Co-programming with GPT-4o: A Love Story Gone Recursive

Co-programming with GPT-4o: A Love Story Gone Recursive

Before we get started, let’s get one thing straight: this article breaks no new ground!

If you search Google, Bing, DuckDuckGo, or Perplexity for the phrase “Co-programming with GPT-4o,” you’ll find plenty of tales of woe about using GPT-4o as your pair programming partner.

So why did I do it?

Well, besides being a glutton for punishment, I asked GPT-4o,

“What is the best OpenAI model for co-programming?”

And it replied:

“[GPT-4o] 🔥 Overall best for co-programming.”

So there you have it! ChatGPT-4o told me it was the “Best of the best of the best…Sir!”

We Hit It Off Swell!

Everything started out great. I had an idea, and GPT-4o chatted me up. It told me how amazing my idea was and promised to help turn it into an app.

It provided me with a skeleton for the codebase and even gave me the exact statements I’d need to get started. We waxed philosophically about the merits of npm and yarn, and why it chose npm for this project.

When I mentioned that I wanted to use TypeScript instead of JavaScript, GPT-4o kindly converted the code and pointed out which type definitions I needed to install.

At this point, we were totally vibing.

I was poo-pooing everyone who had claimed GPT-4o couldn’t code.

YOU DOWN WITH GPT?

YEAH YOU KNOW ME.

Code? What Code?

A few days later, I came back to my prototype to make some frontend changes. GPT-4o walked me through the edits, asked if I wanted it to generate a new file, and I said yes.

I first suspected something was off when I noticed the new file was 50 lines shorter. When I ran the app, the styling was completely different.

I asked what went wrong. GPT-4o told me it had lost context. I offered to upload the current version, and it obliged — we were back on track.

There were a few more moments like this — context loss during refactoring, odd choices I wouldn’t have made — but I wrote them off as the cost of doing business.

I was still down with GPT.

But was GPT-4o still down with me?

The Ides of March or Et tu GPT-4o

The final blow came when I was refactoring some logging logic. My good friend GPT-4o suggested we DRY up the code. I was like:

“OK, GPT-4o, I see you modularizing my code and making reusable components!”

It took this:

const logDir = process.env.LOG_PATH || path.join(__dirname, '../../logs');
const logPath = path.join(logDir, 'conversations.jsonl');

And converted them into the function:

function getLogFilePath(): string {
  let logDir = process.env.LOG_DIR || getLogFileDir(); // 🚨 infinite recursion!
  let logPath = Path2D.join(logDir, 'conversations.jsonl');
  return logPath;
}

Yep, you read that right: Path2D.join(...).

I don’t know if that was hallucination or performance art, but either way, it wasn’t helpful. (And yes, I think it meant path.join(...).)

When I pointed out the infinite recursion, GPT-4o thanked me and recommended a fix.

Still, I figured it was time to get to a stopping point and try a different model.

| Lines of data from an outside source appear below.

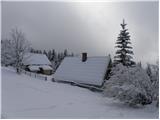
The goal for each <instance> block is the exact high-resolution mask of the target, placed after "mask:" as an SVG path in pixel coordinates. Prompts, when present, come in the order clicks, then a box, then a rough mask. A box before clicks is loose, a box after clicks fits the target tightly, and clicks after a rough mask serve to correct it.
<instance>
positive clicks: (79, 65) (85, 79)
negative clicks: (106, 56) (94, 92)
mask: <svg viewBox="0 0 160 120" xmlns="http://www.w3.org/2000/svg"><path fill="white" fill-rule="evenodd" d="M109 61H110V57H109V56H108V57H88V58H87V61H85V62H82V60H81V57H66V58H65V59H64V60H63V61H62V63H61V65H60V66H59V67H58V69H57V70H56V72H55V74H54V79H55V80H62V81H70V82H76V83H85V84H92V85H99V86H100V85H102V82H103V80H104V76H105V73H106V70H107V67H108V64H109Z"/></svg>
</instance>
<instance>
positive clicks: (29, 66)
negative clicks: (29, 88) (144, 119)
mask: <svg viewBox="0 0 160 120" xmlns="http://www.w3.org/2000/svg"><path fill="white" fill-rule="evenodd" d="M28 68H29V69H30V70H31V71H39V70H40V68H42V69H43V70H53V69H52V68H51V67H50V66H49V65H30V66H29V67H28Z"/></svg>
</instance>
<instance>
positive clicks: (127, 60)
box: [114, 19, 135, 66]
mask: <svg viewBox="0 0 160 120" xmlns="http://www.w3.org/2000/svg"><path fill="white" fill-rule="evenodd" d="M126 25H127V24H126V23H125V21H124V19H123V23H122V24H121V27H122V30H121V31H120V34H119V36H118V39H117V41H116V46H115V47H116V48H117V51H116V55H115V57H114V63H115V64H119V63H122V64H123V65H124V66H133V65H135V62H134V61H133V60H132V59H133V57H132V55H133V51H132V47H131V46H130V44H131V42H130V35H129V32H128V29H126V28H125V27H126Z"/></svg>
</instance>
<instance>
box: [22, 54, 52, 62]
mask: <svg viewBox="0 0 160 120" xmlns="http://www.w3.org/2000/svg"><path fill="white" fill-rule="evenodd" d="M23 64H24V65H52V64H51V62H50V61H49V60H48V58H47V56H46V55H44V54H37V53H27V54H26V55H25V56H24V60H23Z"/></svg>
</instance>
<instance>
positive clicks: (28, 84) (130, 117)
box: [2, 67, 158, 119]
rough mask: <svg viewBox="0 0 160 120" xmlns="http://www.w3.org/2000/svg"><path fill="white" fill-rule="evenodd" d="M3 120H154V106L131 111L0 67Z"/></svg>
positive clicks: (83, 91)
mask: <svg viewBox="0 0 160 120" xmlns="http://www.w3.org/2000/svg"><path fill="white" fill-rule="evenodd" d="M2 117H3V118H120V119H122V118H158V108H156V107H155V104H151V105H147V106H144V107H139V108H131V107H129V106H127V105H124V104H122V103H119V102H114V101H113V100H111V99H109V98H106V97H104V96H103V94H102V93H96V92H92V91H90V90H87V89H85V88H80V87H77V86H71V85H69V84H62V83H55V82H51V81H43V80H39V79H35V78H32V77H30V76H27V75H23V74H22V75H17V74H16V73H15V71H13V70H12V69H9V68H3V67H2Z"/></svg>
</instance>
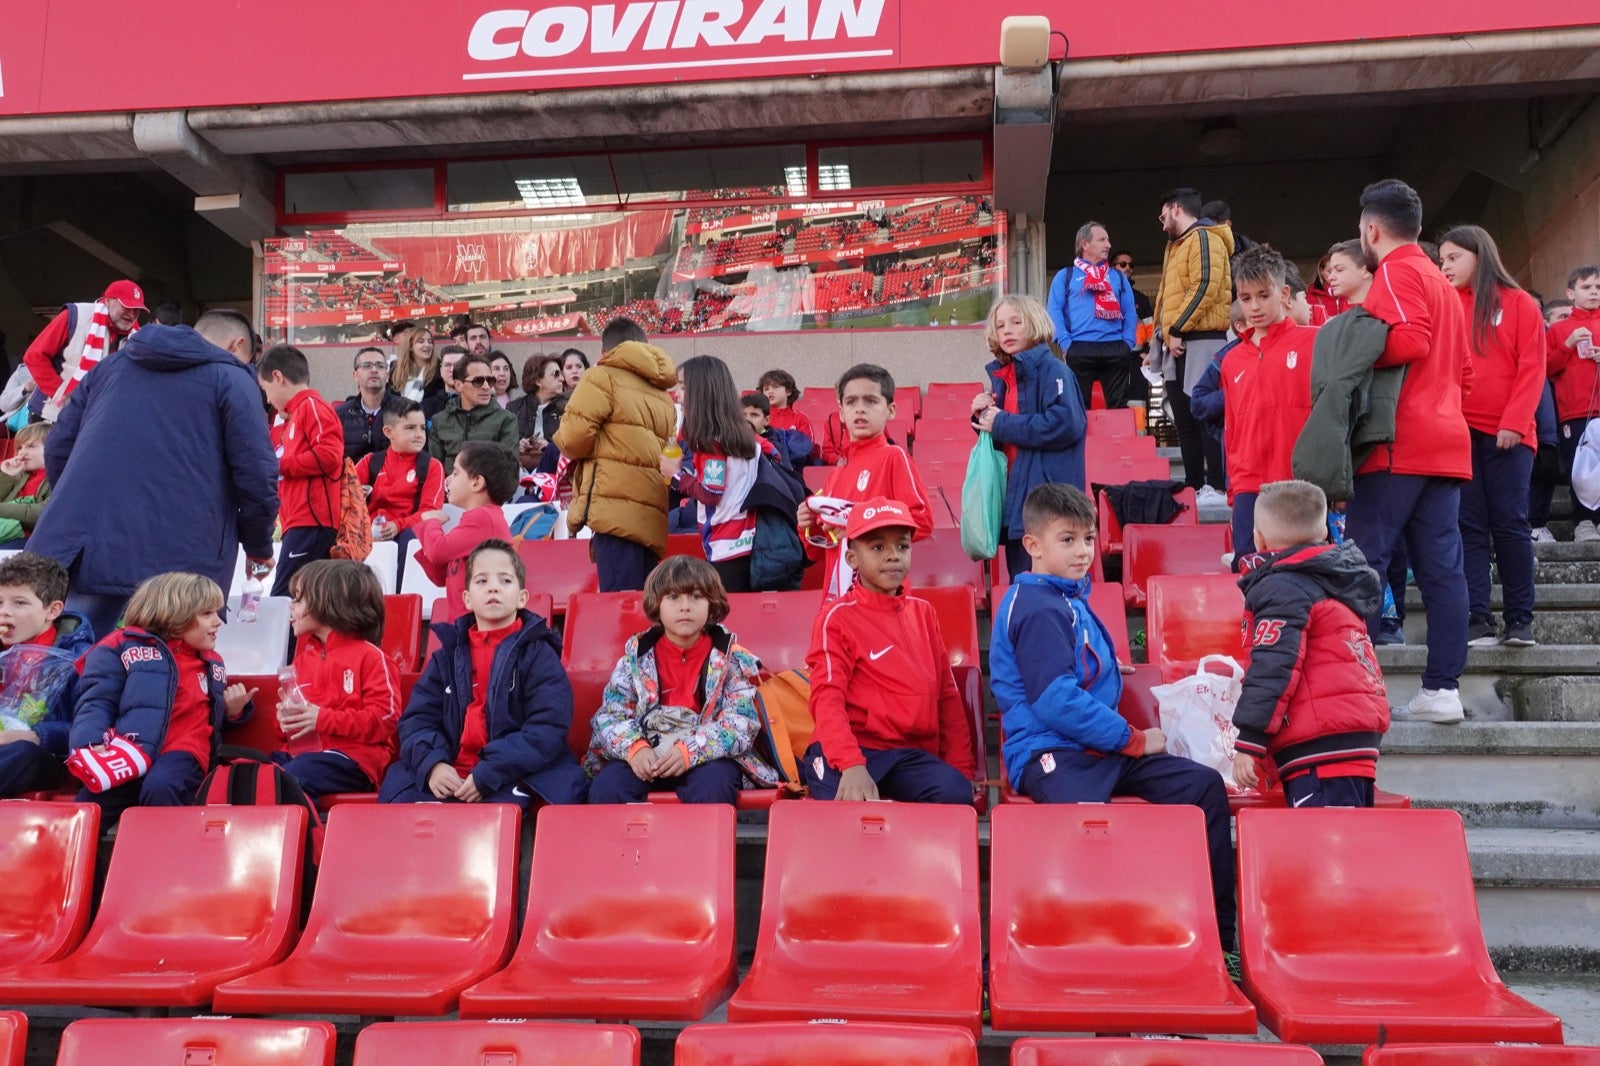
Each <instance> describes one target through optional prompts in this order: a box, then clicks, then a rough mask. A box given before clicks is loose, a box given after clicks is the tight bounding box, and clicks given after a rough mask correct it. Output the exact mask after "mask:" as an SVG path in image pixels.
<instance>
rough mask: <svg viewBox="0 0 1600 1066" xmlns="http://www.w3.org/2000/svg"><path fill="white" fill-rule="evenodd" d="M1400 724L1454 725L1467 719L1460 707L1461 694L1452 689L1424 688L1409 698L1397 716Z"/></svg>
mask: <svg viewBox="0 0 1600 1066" xmlns="http://www.w3.org/2000/svg"><path fill="white" fill-rule="evenodd" d="M1397 717H1398V719H1400V720H1402V722H1434V723H1435V725H1456V723H1458V722H1462V720H1464V719H1466V717H1467V712H1466V709H1462V706H1461V693H1459V691H1458V690H1454V688H1424V690H1421V691H1419V693H1416V695H1414V696H1413V698H1411V703H1408V704H1406V706H1405V707H1400V714H1398V715H1397Z"/></svg>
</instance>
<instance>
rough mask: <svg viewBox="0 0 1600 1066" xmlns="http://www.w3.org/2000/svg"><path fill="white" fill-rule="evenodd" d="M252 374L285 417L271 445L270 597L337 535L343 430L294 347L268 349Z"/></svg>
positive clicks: (280, 588) (289, 346) (305, 355)
mask: <svg viewBox="0 0 1600 1066" xmlns="http://www.w3.org/2000/svg"><path fill="white" fill-rule="evenodd" d="M256 375H258V376H259V379H261V391H262V392H266V394H267V403H270V405H272V407H274V410H277V411H278V415H282V416H283V419H285V421H283V432H282V435H280V439H278V445H277V453H278V499H280V507H278V522H280V525H282V527H283V546H282V549H280V551H278V565H277V578H274V581H272V595H288V591H290V578H293V576H294V571H296V570H299V568H301V567H304V565H306V563H309V562H317V560H318V559H326V557H328V551H330V549H331V547H333V543H334V539H336V538H338V533H339V480H341V479H342V477H344V426H342V423H339V416H338V415H336V413H334V410H333V408H331V407H330V405H328V402H326V400H323V399H322V397H320V395H317V391H315V389H312V387H310V365H309V363H307V362H306V355H304V354H302V352H301V351H299V349H296V347H290V346H288V344H278V346H275V347H272V349H269V351H267V354H266V355H262V357H261V365H259V367H258V368H256Z"/></svg>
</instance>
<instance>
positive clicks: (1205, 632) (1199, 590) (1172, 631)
mask: <svg viewBox="0 0 1600 1066" xmlns="http://www.w3.org/2000/svg"><path fill="white" fill-rule="evenodd" d="M1146 594H1147V600H1149V602H1147V603H1146V626H1144V629H1146V645H1147V653H1149V659H1150V663H1155V664H1157V666H1160V667H1162V675H1163V677H1165V679H1166V680H1173V679H1174V677H1179V675H1182V674H1190V672H1194V669H1195V664H1197V663H1200V659H1202V658H1205V656H1208V655H1230V656H1234V658H1235V659H1237V661H1238V663H1240V666H1245V664H1248V661H1250V653H1248V650H1246V647H1245V634H1243V621H1245V594H1243V592H1240V591H1238V579H1237V578H1235V576H1234V575H1230V573H1219V575H1168V576H1158V578H1150V579H1149V581H1147V586H1146Z"/></svg>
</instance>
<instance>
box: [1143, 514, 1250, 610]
mask: <svg viewBox="0 0 1600 1066" xmlns="http://www.w3.org/2000/svg"><path fill="white" fill-rule="evenodd" d="M1227 528H1229V527H1227V525H1221V523H1211V525H1139V523H1134V525H1126V527H1123V530H1122V538H1123V560H1122V581H1123V594H1125V595H1126V599H1128V603H1130V605H1131V607H1144V603H1146V599H1147V595H1146V583H1149V579H1150V578H1154V576H1155V575H1174V573H1227V565H1226V563H1224V562H1222V554H1224V552H1226V551H1227Z"/></svg>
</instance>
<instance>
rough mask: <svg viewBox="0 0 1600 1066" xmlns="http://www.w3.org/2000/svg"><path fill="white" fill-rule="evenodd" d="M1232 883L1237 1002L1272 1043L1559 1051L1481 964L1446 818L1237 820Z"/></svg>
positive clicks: (1370, 815)
mask: <svg viewBox="0 0 1600 1066" xmlns="http://www.w3.org/2000/svg"><path fill="white" fill-rule="evenodd" d="M1307 840H1315V842H1317V847H1314V848H1309V847H1306V842H1307ZM1238 871H1240V877H1238V895H1240V900H1238V903H1240V908H1238V909H1240V925H1238V943H1240V954H1242V959H1243V967H1245V991H1246V992H1248V994H1250V997H1251V999H1253V1000H1254V1002H1256V1005H1258V1007H1259V1008H1261V1020H1262V1023H1264V1024H1266V1026H1267V1028H1269V1029H1270V1031H1272V1032H1274V1034H1277V1036H1278V1039H1282V1040H1293V1042H1304V1044H1368V1042H1373V1040H1376V1039H1379V1034H1384V1039H1387V1040H1398V1042H1435V1040H1437V1042H1453V1040H1474V1042H1496V1040H1518V1042H1531V1044H1560V1042H1562V1020H1560V1018H1557V1016H1555V1015H1552V1013H1549V1012H1546V1010H1541V1008H1539V1007H1534V1005H1533V1004H1530V1002H1528V1000H1525V999H1522V997H1520V996H1515V994H1514V992H1512V991H1510V989H1507V988H1506V984H1504V983H1501V980H1499V975H1498V973H1496V972H1494V964H1493V962H1490V956H1488V949H1486V948H1485V944H1483V928H1482V925H1480V922H1478V908H1477V900H1475V896H1474V888H1472V868H1470V864H1469V863H1467V840H1466V832H1464V831H1462V828H1461V815H1458V813H1456V812H1453V810H1333V808H1328V810H1243V812H1240V813H1238Z"/></svg>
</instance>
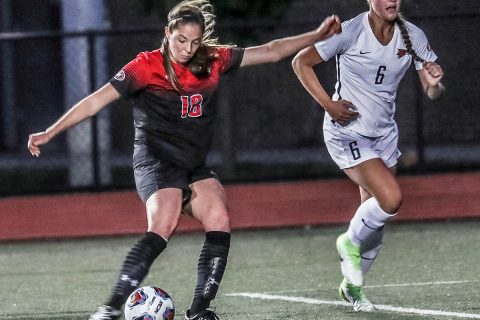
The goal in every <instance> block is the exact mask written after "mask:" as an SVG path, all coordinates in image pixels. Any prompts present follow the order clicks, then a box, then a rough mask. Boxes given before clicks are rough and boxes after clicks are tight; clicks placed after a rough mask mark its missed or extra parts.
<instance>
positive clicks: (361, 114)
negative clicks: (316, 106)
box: [315, 12, 437, 137]
mask: <svg viewBox="0 0 480 320" xmlns="http://www.w3.org/2000/svg"><path fill="white" fill-rule="evenodd" d="M405 26H406V28H407V30H408V34H409V36H410V40H411V42H412V44H413V50H415V52H416V53H417V55H418V56H419V57H420V58H422V59H424V60H426V61H435V60H436V59H437V56H436V55H435V53H434V52H433V51H432V49H431V48H430V46H429V44H428V40H427V37H426V36H425V33H424V32H423V31H422V30H420V29H419V28H418V27H416V26H415V25H413V24H412V23H409V22H407V21H406V22H405ZM315 48H316V49H317V51H318V53H319V54H320V57H321V58H322V59H323V60H324V61H327V60H329V59H331V58H332V57H334V56H336V59H337V83H336V85H335V93H334V95H333V97H332V99H333V100H334V101H337V100H341V99H344V100H348V101H350V102H351V103H352V104H353V105H354V106H355V107H356V108H357V111H358V112H359V114H360V115H359V117H358V118H357V119H356V120H355V121H353V122H351V123H350V124H348V125H347V128H349V129H351V130H353V131H355V132H357V133H359V134H361V135H364V136H367V137H378V136H380V135H382V134H385V133H386V132H388V131H389V130H391V129H392V128H393V127H394V125H395V120H394V114H395V98H396V95H397V88H398V85H399V83H400V80H401V79H402V78H403V76H404V75H405V72H406V71H407V69H408V67H409V66H410V64H411V62H412V56H411V55H409V54H407V50H406V46H405V43H404V41H403V38H402V35H401V31H400V29H399V27H398V25H397V24H395V31H394V34H393V38H392V40H391V41H390V43H388V44H387V45H382V44H381V43H380V42H379V41H378V40H377V38H376V37H375V35H374V33H373V31H372V29H371V27H370V23H369V22H368V12H364V13H362V14H360V15H358V16H357V17H355V18H353V19H351V20H348V21H345V22H343V23H342V33H340V34H336V35H334V36H332V37H330V38H328V39H326V40H324V41H320V42H317V43H316V44H315ZM415 68H416V69H417V70H421V69H422V68H423V66H422V63H419V62H415ZM331 121H332V118H331V117H330V115H329V114H328V113H327V112H325V121H324V125H331Z"/></svg>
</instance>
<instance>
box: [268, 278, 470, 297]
mask: <svg viewBox="0 0 480 320" xmlns="http://www.w3.org/2000/svg"><path fill="white" fill-rule="evenodd" d="M472 282H480V280H452V281H432V282H410V283H391V284H379V285H370V286H364V288H367V289H368V288H389V287H414V286H438V285H444V284H462V283H472ZM324 290H338V287H335V288H333V287H330V288H327V287H318V288H316V289H303V290H302V289H292V290H277V291H264V292H263V293H266V294H268V293H271V294H278V293H299V292H316V291H324Z"/></svg>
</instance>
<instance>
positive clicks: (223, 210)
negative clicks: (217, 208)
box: [201, 208, 230, 232]
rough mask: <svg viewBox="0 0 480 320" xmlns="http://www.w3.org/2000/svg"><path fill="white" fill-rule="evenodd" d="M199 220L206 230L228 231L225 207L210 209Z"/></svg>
mask: <svg viewBox="0 0 480 320" xmlns="http://www.w3.org/2000/svg"><path fill="white" fill-rule="evenodd" d="M201 222H202V224H203V226H204V228H205V230H207V231H210V230H215V231H225V232H230V216H229V213H228V210H227V209H226V208H222V209H216V210H211V211H210V212H209V213H208V214H207V215H205V216H204V217H203V221H201Z"/></svg>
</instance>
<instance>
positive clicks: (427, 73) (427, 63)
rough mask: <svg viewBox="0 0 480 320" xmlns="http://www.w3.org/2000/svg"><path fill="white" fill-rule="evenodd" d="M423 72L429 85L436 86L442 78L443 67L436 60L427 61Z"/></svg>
mask: <svg viewBox="0 0 480 320" xmlns="http://www.w3.org/2000/svg"><path fill="white" fill-rule="evenodd" d="M423 74H424V75H425V79H426V80H427V82H428V85H429V86H431V87H434V86H436V85H438V83H439V82H440V81H441V80H442V78H443V69H442V67H441V66H440V65H439V64H436V63H435V62H425V63H424V64H423Z"/></svg>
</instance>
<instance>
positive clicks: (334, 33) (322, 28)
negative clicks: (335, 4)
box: [317, 14, 342, 40]
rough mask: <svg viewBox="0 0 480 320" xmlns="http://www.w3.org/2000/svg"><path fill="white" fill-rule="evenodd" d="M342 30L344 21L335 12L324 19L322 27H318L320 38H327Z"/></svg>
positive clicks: (323, 20)
mask: <svg viewBox="0 0 480 320" xmlns="http://www.w3.org/2000/svg"><path fill="white" fill-rule="evenodd" d="M340 32H342V22H341V21H340V18H339V17H338V16H337V15H335V14H334V15H331V16H330V17H328V18H326V19H325V20H323V22H322V24H321V25H320V27H318V29H317V34H318V40H323V39H326V38H328V37H331V36H333V35H334V34H336V33H340Z"/></svg>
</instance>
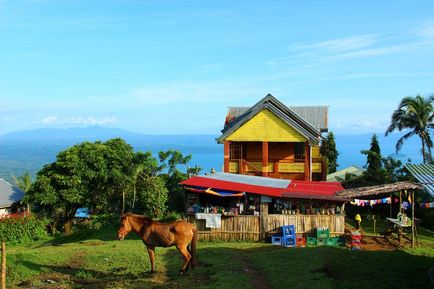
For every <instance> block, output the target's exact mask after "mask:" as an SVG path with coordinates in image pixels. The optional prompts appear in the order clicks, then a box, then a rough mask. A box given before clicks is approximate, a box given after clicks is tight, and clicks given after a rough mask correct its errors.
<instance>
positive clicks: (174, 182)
mask: <svg viewBox="0 0 434 289" xmlns="http://www.w3.org/2000/svg"><path fill="white" fill-rule="evenodd" d="M158 155H159V158H160V162H161V164H162V168H163V169H166V170H167V173H165V174H163V175H162V177H163V178H164V180H165V183H166V188H167V190H168V191H169V198H168V207H169V210H170V211H178V212H181V211H183V210H184V209H185V196H184V190H183V189H182V188H181V187H180V186H179V183H180V182H182V181H183V180H185V179H187V174H186V173H183V172H181V171H180V170H179V169H178V165H185V164H187V163H188V162H189V161H190V160H191V155H187V156H184V155H182V153H181V152H179V151H176V150H168V151H166V152H163V151H161V152H160V153H159V154H158Z"/></svg>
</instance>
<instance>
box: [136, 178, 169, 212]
mask: <svg viewBox="0 0 434 289" xmlns="http://www.w3.org/2000/svg"><path fill="white" fill-rule="evenodd" d="M142 192H143V193H142V204H143V210H144V212H145V215H146V216H148V217H151V218H160V217H162V216H163V215H164V214H165V213H166V211H167V205H166V203H167V200H168V190H167V188H166V184H165V182H164V179H163V178H162V177H160V176H152V177H148V178H147V179H146V180H145V182H144V188H143V191H142Z"/></svg>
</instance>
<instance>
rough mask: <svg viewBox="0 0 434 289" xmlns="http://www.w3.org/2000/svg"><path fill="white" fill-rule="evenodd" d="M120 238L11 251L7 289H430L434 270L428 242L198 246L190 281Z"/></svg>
mask: <svg viewBox="0 0 434 289" xmlns="http://www.w3.org/2000/svg"><path fill="white" fill-rule="evenodd" d="M430 233H432V232H428V234H430ZM115 236H116V228H114V227H111V228H110V227H108V228H105V229H102V230H100V231H97V232H95V233H93V234H92V233H89V231H81V232H79V233H77V234H75V235H73V236H71V237H69V238H65V237H60V238H55V239H52V240H48V241H45V242H39V243H38V244H34V245H32V246H8V247H7V262H8V275H7V277H8V288H222V289H224V288H430V285H429V279H428V269H429V268H430V267H431V266H434V246H433V244H434V242H432V241H434V238H433V237H432V235H431V238H430V237H426V236H425V238H426V239H427V240H428V242H425V243H424V246H422V247H420V248H417V249H415V250H411V249H406V250H395V251H374V252H367V251H360V252H352V251H350V250H348V249H346V248H344V247H342V248H334V247H316V248H296V249H294V248H282V247H276V246H271V245H269V244H265V243H237V242H233V243H219V242H212V243H211V242H210V243H199V247H198V252H199V262H198V266H197V268H196V269H194V270H191V271H190V272H188V273H187V275H185V276H179V275H178V270H179V267H180V265H181V257H180V255H179V254H178V252H177V251H176V250H175V249H173V248H168V249H165V248H157V252H156V262H157V270H158V273H156V274H150V273H147V272H148V271H149V270H150V265H149V259H148V256H147V253H146V250H145V249H144V246H143V244H142V242H141V241H140V240H138V239H137V238H134V237H133V236H128V238H127V239H126V240H125V241H123V242H120V241H117V240H115Z"/></svg>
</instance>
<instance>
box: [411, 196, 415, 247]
mask: <svg viewBox="0 0 434 289" xmlns="http://www.w3.org/2000/svg"><path fill="white" fill-rule="evenodd" d="M414 206H415V202H414V191H411V247H412V248H414V226H415V224H414Z"/></svg>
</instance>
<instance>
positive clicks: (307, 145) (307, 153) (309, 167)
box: [304, 142, 311, 181]
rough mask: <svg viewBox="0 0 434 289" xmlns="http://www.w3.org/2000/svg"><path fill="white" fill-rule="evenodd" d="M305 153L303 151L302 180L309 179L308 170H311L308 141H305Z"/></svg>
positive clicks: (310, 170)
mask: <svg viewBox="0 0 434 289" xmlns="http://www.w3.org/2000/svg"><path fill="white" fill-rule="evenodd" d="M304 148H305V153H304V180H305V181H311V177H310V171H311V167H310V166H311V156H310V146H309V142H306V143H305V146H304Z"/></svg>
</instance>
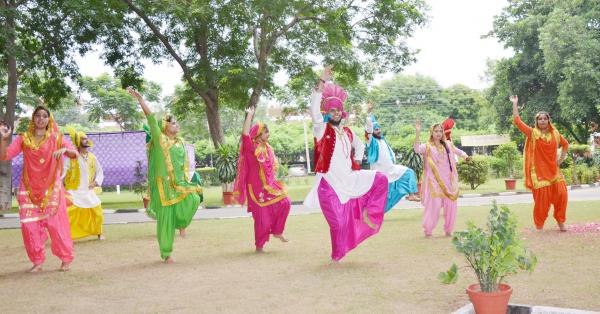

So I asked GPT-4o to complete one last task: finish DRYing up a few more parts of the code.

I uploaded the current file. Asked for a clean rewrite. GPT-4o gave me broken output.

I tried again. And again. And again.

Five uploads later, I finally figured out the issue: a newline character was being mishandled during patching.

When I flagged it, GPT-4o jumped in and said:

You’re spot on — the newline string is easy to break in patching logic because:

  • ‘\n’ (Python-escaped newline) looks correct in code but often renders as ‘n’ or literal text if mishandled
  • This is a common gotcha in regex-based manipulation when we don’t parse the code structure semantically

I appreciated the honesty. But I also wanted working code.

Conclusion

There are things GPT-4o does really well. And to be fair, the model has already improved since this experiment. It was helpful with scaffolding, converting JavaScript to TypeScript, and even philosophical debates about dependency managers.

But co-programming isn’t just about vibes. It’s about trust, context, and precision — especially when you’re iterating on real-world code.

If you decide to vibe-code with GPT-4o, make sure you’ve got version control, a good debugger, and a willingness to triple-check newline characters.

As for whether GPT-4o is still “🔥 Overall best for co-programming”?

Let’s just say… it’s still under review.